« Le pays tout entier est vent debout aujourd'hui contre ce qui nous est arrivé, mais personne ne nous a aidé quand nous gisions sur la route, gravement blessés, pendant plus d'une heure (...) », condamne l'ami de la victime du viol collectif de Delhi, décédée le 29 décembre, sur la chaîne Zee News.
Tous deux appelaient à l'aide, nus, en sang. Mais les nombreuses voitures, rickswaws et vélos qui sont passés par là cette nuit du 16 décembre ne se sont pas arrêtés pour les secourir. Une attitude dont tout le monde s'est indigné, mais qui ne surprend finalement personne. Dans les villes, évoluer au sein de la fourmilière indienne ne rassure pas. Avoir des milliers de gens autour de soi ne garantit pas une protection.
Selon un sondage, menée par UNIFEM et Jagori, une organisation pour les droits des femmes, dans la capitale New Delhi, 70% des hommes interrogés ont affirmé qu'ils n'interviendraient pas en cas d'incidents qui surviendraient devant leur yeux. Cette étude montre aussi que le harcèlement sexuel s'exerce le plus souvent sur le bord des routes, dans les transports publics, aux arrêts de bus et sur les marchés.
Sans doute plus que tout autre crime, le viol est entouré de silence. Il nuit à la réputation. Mieux vaut le nier, l'ignorer ou le dissimuler. Mais le tabou seul ne justifie pas l'inaction des passants qui regardent sans intervenir, qui fuient sans prévenir.
Le verdict est sans appel pour R. Jagannathan, rédacteur en chef de Firstpost : « la société est vraiment impitoyable (...) ». Shiv Visvanathan, dans le Daily News and Analysis, juge que les Indiens accordent peu de valeur à la vie humaine : « Les gens meurent dans les rues et nous prenons ça pour acquis. Nous vénérons Mère Térésa mais nous ne l'imiterons pas. Nous traitons ces faits divers comme si c'était le destin, croyant que nous sommes les favoris de Dieux ».
Une main recouverte de faux sang, une jeune femme
rend hommage à la victime du viol de Dehi. Photo : AAP
Selon Shiv Visvanathan, c'est le « chacun pour soi" qui domine : « L'intervention est un acte civique qui nous est étranger ». Il explique que « l'identité indienne se définit en termes de caste, de communauté et de famille. Donc le sens du civisme, en tant que devoir, dans notre espace public est peu développé. Tout ce qui est au-delà de la sphère familiale est un no man's land où on peut jeter ses ordures. La maison peut être étincelante de propreté, mais les déchets derrière ses murs sont la responsabilité de quelqu'un d'autre. »

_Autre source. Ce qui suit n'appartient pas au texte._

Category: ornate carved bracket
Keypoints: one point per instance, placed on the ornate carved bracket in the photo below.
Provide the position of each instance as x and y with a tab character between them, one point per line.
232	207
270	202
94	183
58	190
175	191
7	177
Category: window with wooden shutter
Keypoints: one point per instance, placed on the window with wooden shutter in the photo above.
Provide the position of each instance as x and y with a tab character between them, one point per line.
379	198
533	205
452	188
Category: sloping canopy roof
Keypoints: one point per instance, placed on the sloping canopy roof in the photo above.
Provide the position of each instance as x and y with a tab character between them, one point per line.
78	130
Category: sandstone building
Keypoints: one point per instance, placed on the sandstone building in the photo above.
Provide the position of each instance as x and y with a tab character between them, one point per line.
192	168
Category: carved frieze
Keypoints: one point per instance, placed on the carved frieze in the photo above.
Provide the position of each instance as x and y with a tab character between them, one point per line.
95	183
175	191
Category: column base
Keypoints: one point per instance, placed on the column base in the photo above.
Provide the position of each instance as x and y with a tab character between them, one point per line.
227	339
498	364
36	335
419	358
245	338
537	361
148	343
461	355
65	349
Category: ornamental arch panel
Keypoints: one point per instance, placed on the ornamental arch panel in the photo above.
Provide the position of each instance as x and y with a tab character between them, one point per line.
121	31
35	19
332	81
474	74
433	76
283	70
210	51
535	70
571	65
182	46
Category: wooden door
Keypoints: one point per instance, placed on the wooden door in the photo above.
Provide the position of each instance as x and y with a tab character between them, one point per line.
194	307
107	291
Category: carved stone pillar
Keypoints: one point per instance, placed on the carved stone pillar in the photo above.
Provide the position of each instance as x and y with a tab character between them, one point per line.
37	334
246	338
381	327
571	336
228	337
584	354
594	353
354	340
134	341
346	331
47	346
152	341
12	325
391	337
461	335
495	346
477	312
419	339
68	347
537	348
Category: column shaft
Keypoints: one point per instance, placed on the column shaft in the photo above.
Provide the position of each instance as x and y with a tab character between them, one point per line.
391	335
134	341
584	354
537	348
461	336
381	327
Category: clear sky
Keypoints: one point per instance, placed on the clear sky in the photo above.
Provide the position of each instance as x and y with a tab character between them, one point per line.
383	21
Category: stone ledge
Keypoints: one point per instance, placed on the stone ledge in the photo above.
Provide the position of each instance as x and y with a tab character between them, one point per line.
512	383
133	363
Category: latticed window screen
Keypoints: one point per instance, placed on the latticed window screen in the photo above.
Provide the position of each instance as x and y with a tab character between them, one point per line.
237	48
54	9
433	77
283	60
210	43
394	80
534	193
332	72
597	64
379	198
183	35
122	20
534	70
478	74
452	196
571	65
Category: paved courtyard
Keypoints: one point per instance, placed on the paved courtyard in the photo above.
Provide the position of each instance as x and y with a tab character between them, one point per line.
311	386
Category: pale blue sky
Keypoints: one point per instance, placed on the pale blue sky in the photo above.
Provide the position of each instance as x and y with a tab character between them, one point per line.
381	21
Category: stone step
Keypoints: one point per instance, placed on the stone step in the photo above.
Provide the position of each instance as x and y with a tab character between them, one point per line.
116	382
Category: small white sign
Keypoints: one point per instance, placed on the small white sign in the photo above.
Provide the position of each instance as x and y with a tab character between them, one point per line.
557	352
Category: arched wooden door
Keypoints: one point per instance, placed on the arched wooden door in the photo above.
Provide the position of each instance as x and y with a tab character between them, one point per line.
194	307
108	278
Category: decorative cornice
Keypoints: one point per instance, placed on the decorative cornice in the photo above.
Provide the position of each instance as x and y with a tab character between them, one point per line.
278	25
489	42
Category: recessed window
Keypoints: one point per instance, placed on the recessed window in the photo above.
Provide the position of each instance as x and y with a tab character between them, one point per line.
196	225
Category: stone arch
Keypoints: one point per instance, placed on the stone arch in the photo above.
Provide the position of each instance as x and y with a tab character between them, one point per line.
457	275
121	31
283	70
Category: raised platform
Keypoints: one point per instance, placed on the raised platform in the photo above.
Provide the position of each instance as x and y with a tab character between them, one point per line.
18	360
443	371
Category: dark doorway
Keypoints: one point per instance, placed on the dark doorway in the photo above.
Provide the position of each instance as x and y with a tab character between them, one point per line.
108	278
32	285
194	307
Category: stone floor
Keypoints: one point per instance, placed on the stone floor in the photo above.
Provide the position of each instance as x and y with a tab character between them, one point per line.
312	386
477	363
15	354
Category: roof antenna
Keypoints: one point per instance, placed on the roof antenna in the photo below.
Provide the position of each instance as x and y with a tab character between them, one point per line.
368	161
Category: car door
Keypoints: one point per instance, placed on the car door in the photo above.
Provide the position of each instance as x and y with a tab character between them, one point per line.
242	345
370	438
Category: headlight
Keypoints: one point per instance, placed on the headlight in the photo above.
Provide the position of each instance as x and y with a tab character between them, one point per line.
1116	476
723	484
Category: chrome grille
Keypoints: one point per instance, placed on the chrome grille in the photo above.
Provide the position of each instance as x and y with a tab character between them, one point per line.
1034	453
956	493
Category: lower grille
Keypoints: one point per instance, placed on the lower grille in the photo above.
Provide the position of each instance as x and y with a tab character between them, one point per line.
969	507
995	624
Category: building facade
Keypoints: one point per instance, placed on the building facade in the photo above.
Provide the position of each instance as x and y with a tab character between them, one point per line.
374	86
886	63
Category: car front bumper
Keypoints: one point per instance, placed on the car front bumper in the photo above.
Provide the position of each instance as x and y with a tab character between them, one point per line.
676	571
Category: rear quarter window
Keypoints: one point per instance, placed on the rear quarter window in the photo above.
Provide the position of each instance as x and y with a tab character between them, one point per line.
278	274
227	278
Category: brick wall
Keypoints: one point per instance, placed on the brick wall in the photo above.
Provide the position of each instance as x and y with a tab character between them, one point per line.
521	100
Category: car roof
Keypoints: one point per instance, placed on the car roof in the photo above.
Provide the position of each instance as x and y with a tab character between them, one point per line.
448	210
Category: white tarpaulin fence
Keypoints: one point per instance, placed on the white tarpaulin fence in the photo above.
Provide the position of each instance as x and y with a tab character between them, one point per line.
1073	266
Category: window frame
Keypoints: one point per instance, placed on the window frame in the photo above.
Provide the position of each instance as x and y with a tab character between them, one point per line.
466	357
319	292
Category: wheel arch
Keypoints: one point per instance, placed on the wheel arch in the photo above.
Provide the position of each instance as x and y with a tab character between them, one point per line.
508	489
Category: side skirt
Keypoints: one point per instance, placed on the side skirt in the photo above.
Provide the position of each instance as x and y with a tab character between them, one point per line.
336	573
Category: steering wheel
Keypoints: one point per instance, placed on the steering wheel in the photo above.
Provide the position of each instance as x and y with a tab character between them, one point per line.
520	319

C'est aussi la peur qui semble dicter le comportement du passant qui fuit le lieu du crime. La peur de devenir le coupable, ou un complice, aux mains - et aux yeux - de la police. La peur d'être emporté dans le processus judiciaire pour des mois ou même des années. La peur d'être harcelé par la police. « Qui sait si donner des preuves est un acte citoyen bon ou mauvais - si vous donnez des preuves contre les riches et les puissants (...), il est très probable que vous soyez achetés ou harcelés par la police et les malfrats », affirme R. Jagannathan.
En Inde, faire comme si de rien n'était est sans doute l'option la plus sûre. Le citoyen ne peut pas être poursuivi pour non-assistance à personne en danger. En revanche, s'il se mêle de l'affaire, il ne bénéficie d'aucune loi pour la protection des témoins. « "Evite la police" est un dicton plus suivi que "Aime ton voisin". La peur de l'Etat surpasse la solidarité », estime Shiv Visvanathan.
Beaucoup d'Indiens considèrent que la police est une autorité inefficace et insensible. Le sondage de UNIFEM et Jagori révèle que 43% des femmes imaginent que ses agents minimiseraient ou banaliseraient l'incident qu'elles viendraient rapporter. 30% pensent qu'ils n'enregistreraient simplement pas la plainte.
Après le choc du viol collectif de Delhi, la police de la capitale a tout de même réagi. Afin d'encourager les citoyens à venir en aide aux personnes en danger, elle leur promet via une campagne de publicité qu'ils ne seront pas embêtés par les autorités. « Désormais, sauvez une vie sans hésiter. Sans harcèlement. » Le mot est prononcé, comme un aveu de culpabilité. « Vous pouvez désormais amener une victime à l'hôpital et partir immédiatement sans révéler votre identité », assure t-elle. « Quand les secondes comptent, les questions ne comptent pas », est son nouveau slogan. Loin de leur promettre une meilleure prise en charge, une attention, une protection, la police accorde aux témoins le droit de fuir.